Does anyone know approximately when local HD's will be available in San Diego on Dish?


----------



## davidxlai (Jan 21, 2006)

They won't tell you. Heck, they won't even say when San Francisco, which is a much bigger market than San Diego, will have it. All they say is that they will let us know when it is available.


----------



## BobaBird (Mar 31, 2002)

Both are on the slate for the 2nd quarter of 2006.
See http://ekb.dbstalk.com/hdlocal.htm


----------



## nospam (Sep 28, 2005)

davidxlai said:


> They won't tell you. Heck, they won't even say when San Francisco, which is a much bigger market than San Diego, will have it. All they say is that they will let us know when it is available.


I always was under impression, that San Diego is a second largest city in Califonia - much bigger, than SF.


----------



## tsmacro (Apr 28, 2005)

nospam said:


> I always was under impression, that San Diego is a second largest city in Califonia - much bigger, than SF.

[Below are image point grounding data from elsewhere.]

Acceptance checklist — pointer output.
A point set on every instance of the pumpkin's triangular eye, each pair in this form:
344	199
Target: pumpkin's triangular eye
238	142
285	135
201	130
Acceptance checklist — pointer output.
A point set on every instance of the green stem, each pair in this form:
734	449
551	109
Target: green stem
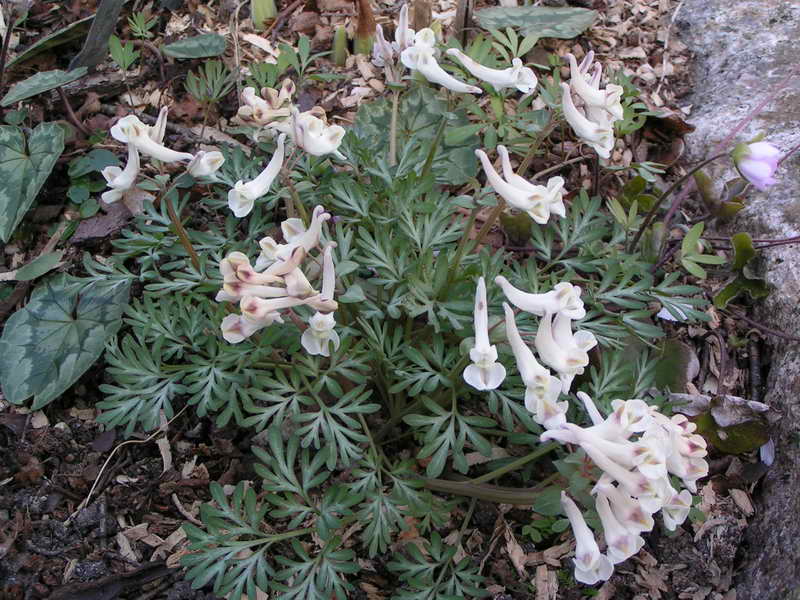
653	211
393	129
514	465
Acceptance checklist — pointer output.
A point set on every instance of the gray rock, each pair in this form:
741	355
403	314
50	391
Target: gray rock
742	50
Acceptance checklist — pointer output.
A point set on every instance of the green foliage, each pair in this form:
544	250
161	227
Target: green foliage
541	21
210	83
422	116
25	163
40	83
48	344
200	46
124	55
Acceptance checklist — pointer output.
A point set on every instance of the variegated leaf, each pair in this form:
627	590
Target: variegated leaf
48	344
24	167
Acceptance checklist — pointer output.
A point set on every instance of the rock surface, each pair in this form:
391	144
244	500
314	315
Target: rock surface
742	50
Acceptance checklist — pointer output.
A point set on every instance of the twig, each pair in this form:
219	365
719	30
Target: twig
73	118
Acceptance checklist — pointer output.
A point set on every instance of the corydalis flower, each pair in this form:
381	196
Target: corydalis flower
130	130
315	136
537	200
485	373
564	299
541	388
590	565
599	135
757	162
516	76
561	350
421	57
242	197
608	99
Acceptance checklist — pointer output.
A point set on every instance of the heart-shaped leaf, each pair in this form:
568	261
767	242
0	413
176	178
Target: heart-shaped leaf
41	82
48	344
200	46
24	167
541	21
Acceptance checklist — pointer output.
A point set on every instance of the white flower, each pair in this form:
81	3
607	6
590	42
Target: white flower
598	135
320	335
121	180
315	136
561	350
130	130
677	509
590	565
206	164
516	76
420	57
564	299
757	162
537	200
541	388
242	197
589	90
621	542
485	373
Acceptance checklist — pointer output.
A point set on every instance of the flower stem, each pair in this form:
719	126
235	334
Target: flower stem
514	465
653	211
393	129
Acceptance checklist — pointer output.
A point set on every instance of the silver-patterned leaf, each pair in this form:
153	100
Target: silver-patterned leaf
542	21
41	82
24	167
199	46
48	344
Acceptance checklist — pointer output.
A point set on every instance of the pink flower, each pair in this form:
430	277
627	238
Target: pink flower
757	163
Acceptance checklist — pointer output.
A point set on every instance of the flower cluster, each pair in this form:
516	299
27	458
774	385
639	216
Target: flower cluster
636	472
601	107
635	482
538	201
277	282
417	51
561	349
148	141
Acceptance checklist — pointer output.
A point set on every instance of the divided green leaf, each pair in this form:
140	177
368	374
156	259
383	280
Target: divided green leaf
24	167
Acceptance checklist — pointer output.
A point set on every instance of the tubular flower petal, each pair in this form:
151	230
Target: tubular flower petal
621	542
600	135
564	299
242	197
121	180
130	130
320	335
485	373
206	164
419	57
757	163
561	350
590	92
541	388
590	565
516	76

Well i'm not sure about the actual population of the cities (although it was always my impression SF was bigger) but SF is definitely the larger TV market. The SF DMA is the 6th largest in the USA whereas San Diego is #26.


----------



## wkomorow (Apr 22, 2002)

San Diego is much larger in terms of population. But the San Francisco Market also includes Oakland and San Jose and therefore has more viewership.


----------



## normang (Nov 14, 2002)

I think its far easier *not *to promise a date and then miss it. The whining would be far and wide if a date were missed. But if they announce it when its gone "*live*", its just much easier to deal with that scenario.


----------



## davidxlai (Jan 21, 2006)

We are whining right now!


----------



## scooper (Apr 22, 2002)

Keep whining - If you really want your locals in HD, put up an OTA antenna...


----------



## davidxlai (Jan 21, 2006)

OTA is not possible in my hilly area. Let's hope that SF HD locals will be avialable next month.


----------



## Grandude (Oct 21, 2004)

davidxlai said:


> OTA is not possible in my hilly area. Let's hope that SF HD locals will be avialable next month.

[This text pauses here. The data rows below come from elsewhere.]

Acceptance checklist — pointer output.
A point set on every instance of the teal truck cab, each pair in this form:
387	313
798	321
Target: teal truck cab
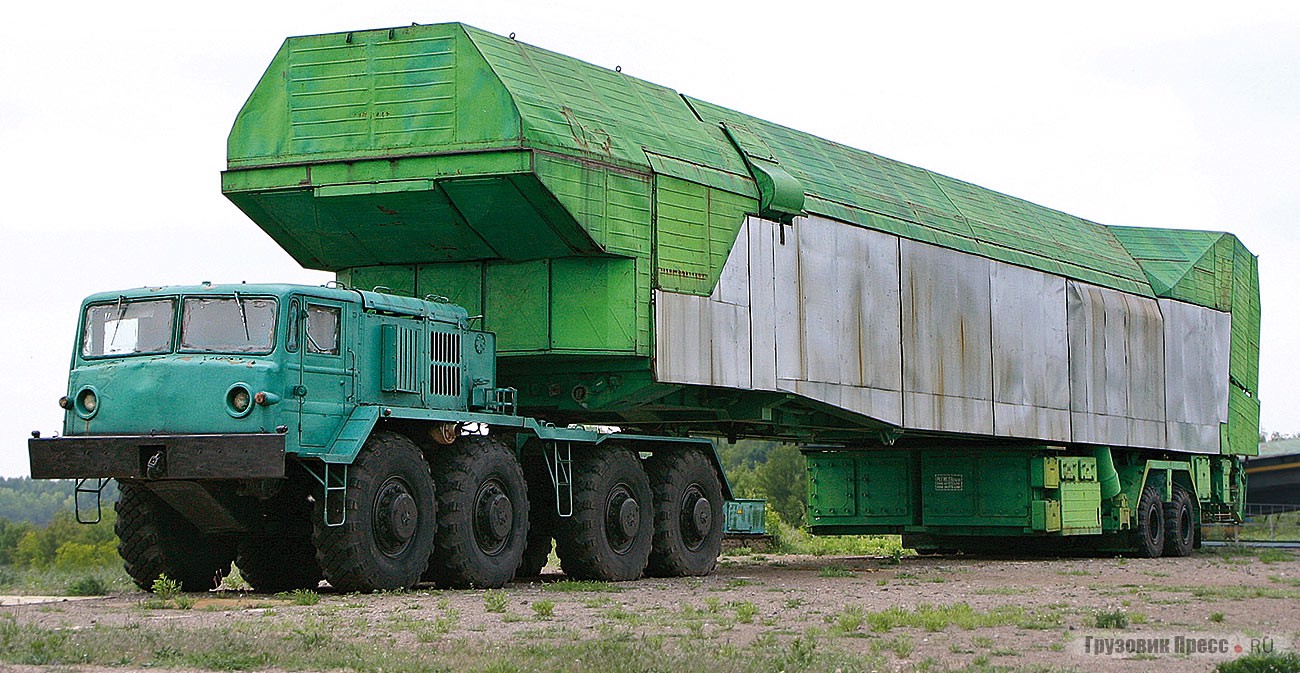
308	433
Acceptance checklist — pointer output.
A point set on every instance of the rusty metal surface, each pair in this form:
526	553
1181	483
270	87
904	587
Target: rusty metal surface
1031	374
1117	367
947	339
930	338
1196	365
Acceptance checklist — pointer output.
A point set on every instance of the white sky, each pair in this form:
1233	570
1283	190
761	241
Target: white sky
113	118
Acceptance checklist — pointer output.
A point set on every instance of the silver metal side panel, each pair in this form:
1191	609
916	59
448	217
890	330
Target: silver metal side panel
947	339
1197	341
762	302
1031	374
1117	367
815	313
683	339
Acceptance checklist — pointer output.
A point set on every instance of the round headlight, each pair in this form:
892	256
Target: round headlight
238	400
87	403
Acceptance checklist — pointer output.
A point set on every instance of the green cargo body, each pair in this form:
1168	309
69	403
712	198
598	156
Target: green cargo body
650	260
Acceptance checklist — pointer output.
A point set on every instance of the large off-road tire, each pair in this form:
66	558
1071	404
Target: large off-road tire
389	529
1148	534
542	517
688	515
482	513
155	539
1181	524
610	533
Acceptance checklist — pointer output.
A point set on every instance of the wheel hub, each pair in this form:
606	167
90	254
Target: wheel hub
394	517
697	517
494	517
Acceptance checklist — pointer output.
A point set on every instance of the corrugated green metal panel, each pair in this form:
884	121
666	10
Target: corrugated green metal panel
859	187
1246	318
516	305
696	228
460	282
575	107
1243	424
1212	269
369	94
594	304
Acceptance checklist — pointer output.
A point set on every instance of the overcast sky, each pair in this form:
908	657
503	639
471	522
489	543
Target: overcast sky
113	118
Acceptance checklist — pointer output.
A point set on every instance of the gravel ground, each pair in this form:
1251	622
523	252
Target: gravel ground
1023	615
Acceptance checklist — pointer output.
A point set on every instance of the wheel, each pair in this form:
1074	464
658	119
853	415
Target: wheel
155	539
388	535
611	530
1179	525
1148	535
542	519
688	515
482	513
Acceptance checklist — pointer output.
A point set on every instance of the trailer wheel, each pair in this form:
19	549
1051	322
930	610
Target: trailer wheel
388	535
611	530
482	513
155	539
688	515
542	519
1148	535
1179	525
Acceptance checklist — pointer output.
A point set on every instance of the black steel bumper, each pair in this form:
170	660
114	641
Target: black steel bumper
242	456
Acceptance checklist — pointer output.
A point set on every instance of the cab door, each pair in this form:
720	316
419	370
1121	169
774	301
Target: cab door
325	378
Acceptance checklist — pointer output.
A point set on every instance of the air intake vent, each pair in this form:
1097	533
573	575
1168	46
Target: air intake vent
401	359
445	368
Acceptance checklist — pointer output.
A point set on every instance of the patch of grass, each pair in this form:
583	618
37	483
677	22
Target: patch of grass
745	611
86	586
1116	619
939	617
581	586
1275	556
302	596
495	600
1270	663
544	609
165	587
849	619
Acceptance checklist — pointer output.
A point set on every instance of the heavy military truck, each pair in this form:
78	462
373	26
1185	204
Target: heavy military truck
960	367
310	433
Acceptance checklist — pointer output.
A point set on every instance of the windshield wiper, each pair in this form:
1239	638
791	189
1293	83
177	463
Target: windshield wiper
121	313
243	317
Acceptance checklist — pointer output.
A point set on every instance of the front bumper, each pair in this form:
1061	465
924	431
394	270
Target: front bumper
226	456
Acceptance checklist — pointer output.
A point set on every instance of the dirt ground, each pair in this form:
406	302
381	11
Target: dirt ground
1025	615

Whats your best guess? When we do get the HD locals here in the bay area, will they be on 110 or 129? I'm hoping for 110, as there has been a lot of complaints about signal strength from 129 using a dish1000 especially.

Brian


----------



## normang (Nov 14, 2002)

The best quess? When it shows up in your guide....


----------



## GrumpyBear (Feb 1, 2006)

davidxlai said:


> OTA is not possible in my hilly area. Let's hope that SF HD locals will be avialable next month.

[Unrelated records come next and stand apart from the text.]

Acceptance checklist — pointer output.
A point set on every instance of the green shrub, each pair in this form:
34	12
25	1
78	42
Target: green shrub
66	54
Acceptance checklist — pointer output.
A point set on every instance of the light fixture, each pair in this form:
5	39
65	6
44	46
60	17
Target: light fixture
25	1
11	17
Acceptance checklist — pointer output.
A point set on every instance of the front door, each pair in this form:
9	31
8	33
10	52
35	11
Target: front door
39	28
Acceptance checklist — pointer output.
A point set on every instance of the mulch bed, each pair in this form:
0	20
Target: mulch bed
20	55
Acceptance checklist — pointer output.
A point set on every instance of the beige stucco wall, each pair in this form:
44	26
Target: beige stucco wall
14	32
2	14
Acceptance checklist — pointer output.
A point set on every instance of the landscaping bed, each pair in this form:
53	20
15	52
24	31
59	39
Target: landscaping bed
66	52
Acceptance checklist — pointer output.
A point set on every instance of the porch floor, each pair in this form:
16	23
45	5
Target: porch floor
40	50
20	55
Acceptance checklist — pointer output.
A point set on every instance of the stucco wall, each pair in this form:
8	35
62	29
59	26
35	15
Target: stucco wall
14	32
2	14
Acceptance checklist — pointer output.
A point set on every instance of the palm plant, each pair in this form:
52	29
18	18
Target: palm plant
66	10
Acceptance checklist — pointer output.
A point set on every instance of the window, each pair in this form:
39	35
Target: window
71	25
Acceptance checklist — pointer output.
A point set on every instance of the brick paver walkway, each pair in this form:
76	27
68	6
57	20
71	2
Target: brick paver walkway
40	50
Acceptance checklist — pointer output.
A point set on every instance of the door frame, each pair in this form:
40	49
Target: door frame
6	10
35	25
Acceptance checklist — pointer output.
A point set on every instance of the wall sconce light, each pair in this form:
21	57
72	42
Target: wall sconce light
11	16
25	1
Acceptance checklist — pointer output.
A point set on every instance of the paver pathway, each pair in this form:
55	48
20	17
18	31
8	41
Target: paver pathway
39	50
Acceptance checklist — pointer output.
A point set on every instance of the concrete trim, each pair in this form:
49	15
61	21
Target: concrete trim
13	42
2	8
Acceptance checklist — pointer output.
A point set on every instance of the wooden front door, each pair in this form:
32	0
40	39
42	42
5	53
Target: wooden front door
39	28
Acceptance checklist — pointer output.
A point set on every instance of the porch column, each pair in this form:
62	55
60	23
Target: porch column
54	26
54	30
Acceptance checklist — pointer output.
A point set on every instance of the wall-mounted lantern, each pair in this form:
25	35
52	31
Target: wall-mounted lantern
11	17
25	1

I live in the Carlsbad area, and get great OTA reception. Not sure if that helps, but I wasn't sure, but figured why not give it a shot. Only KUSI gives me problems not sure why, but all the other channels including all 3 PBS channels come in.


----------



## guyravad (Sep 10, 2002)

GrumpyBear said:


> I live in the Carlsbad area, and get great OTA reception. Not sure if that helps, but I wasn't sure, but figured why not give it a shot. Only KUSI gives me problems not sure why, but all the other channels including all 3 PBS channels come in.


Thanks, that's good to know.


----------